Por André Persant
Jornalista, ator e diretor do Coletivo Favela em Cena
(Crédito da imagem: Lenise Pinheiro)
Solidão, espetáculo do grupo Folias D’Arte, escrito por Sergio Roveri é uma
daquelas obras que você tem que ver. O grupo paulistano cria, com maestria,
belíssimas imagens baseadas em obras do realismo fantástico, gênero literário
que foi muito forte principalmente na América Latina, num período em que
vários países passavam por ditaduras militares.
Sobre a batuta de Marco Antonio Rodrigues, o elenco afiadíssimo vai nos
apresentando uma miríade de belas personagens, na história o progresso
chega a uma pequena cidade esquecida e com fortes raízes nativa por meio de
forasteiros e suas novidades danosas. Um cigano imortal, Chema, nos conduz
pela história, o tempo é confuso, não é reconhecidamente linear, a pequena
cidade parece não se dobrar nem a esse que é tido como o “senhor de tudo”.

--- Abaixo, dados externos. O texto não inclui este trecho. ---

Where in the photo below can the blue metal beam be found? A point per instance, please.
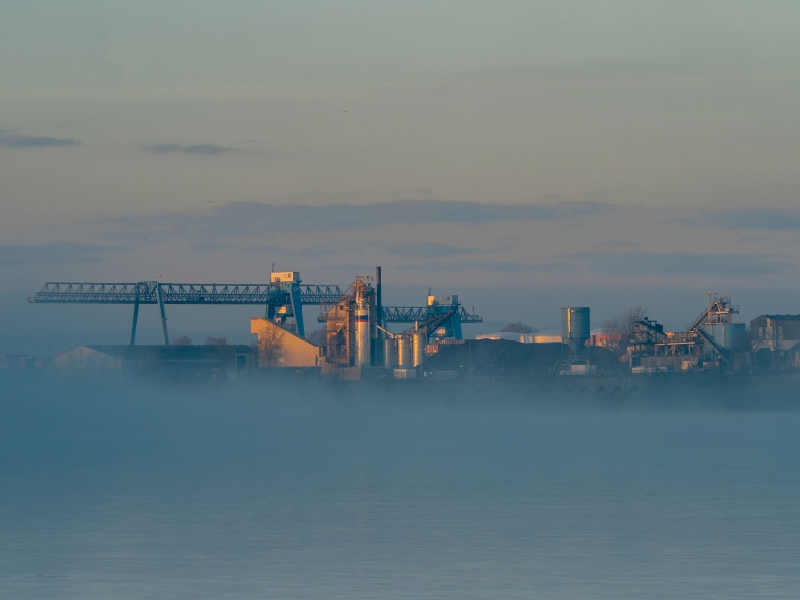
(182, 293)
(414, 314)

Mas nada parece realmente ter vida nessa trama, tudo se esvai, tudo se
desmorona. A cidade é infértil e está sendo comida pela praga das formigas.
É nesse ponto que o Grupo Folias nos leva a pensar sobre o nosso próprio
tempo, sobre a nossa América e a infertilidade dos nossos tempos, onde
velhos fantasmas que pensávamos vencidos voltam a nos assombrar.
Solidão é lírico, é explosivo, é sonoro. A música, aliás, é um dos pontos altos
da montagem, bem dirigida e muito bem composta pela dupla Sonia
Goussinsky e Rafael Faustino.
(Crédito da imagem: Lenise Pinheiro)
O elenco dá um show, mas abro agora um parêntese pra falar sobre Ailton
Graça, reconhecidamente hoje um dos maiores atores brasileiros em atividade,
o paulistano de 52 anos dá uma aula de atuação. Seguro no palco utiliza corpo
e voz para as nuances de seu narrador. Dança, o que não é uma novidade pra
ele, mestre sala e coreógrafo de escolas de samba, canta e toca cajón. Com a
responsabilidade de protagonizar a peça, Ailton se mostra a vontade, seja
contracenando com os talentosos parceiros de cena, como interagindo com o
público. Sempre no controle da situação, conduzindo com perfeição a plateia
que se agrada em assisti-lo. Uma estrela. Ver um artista tão talentoso servindo
de referência para nossa juventude preta me enche de esperança.
Vida longa ao espetáculo Solidão! Axé, Ailton Graça, voe cada vez mais alto.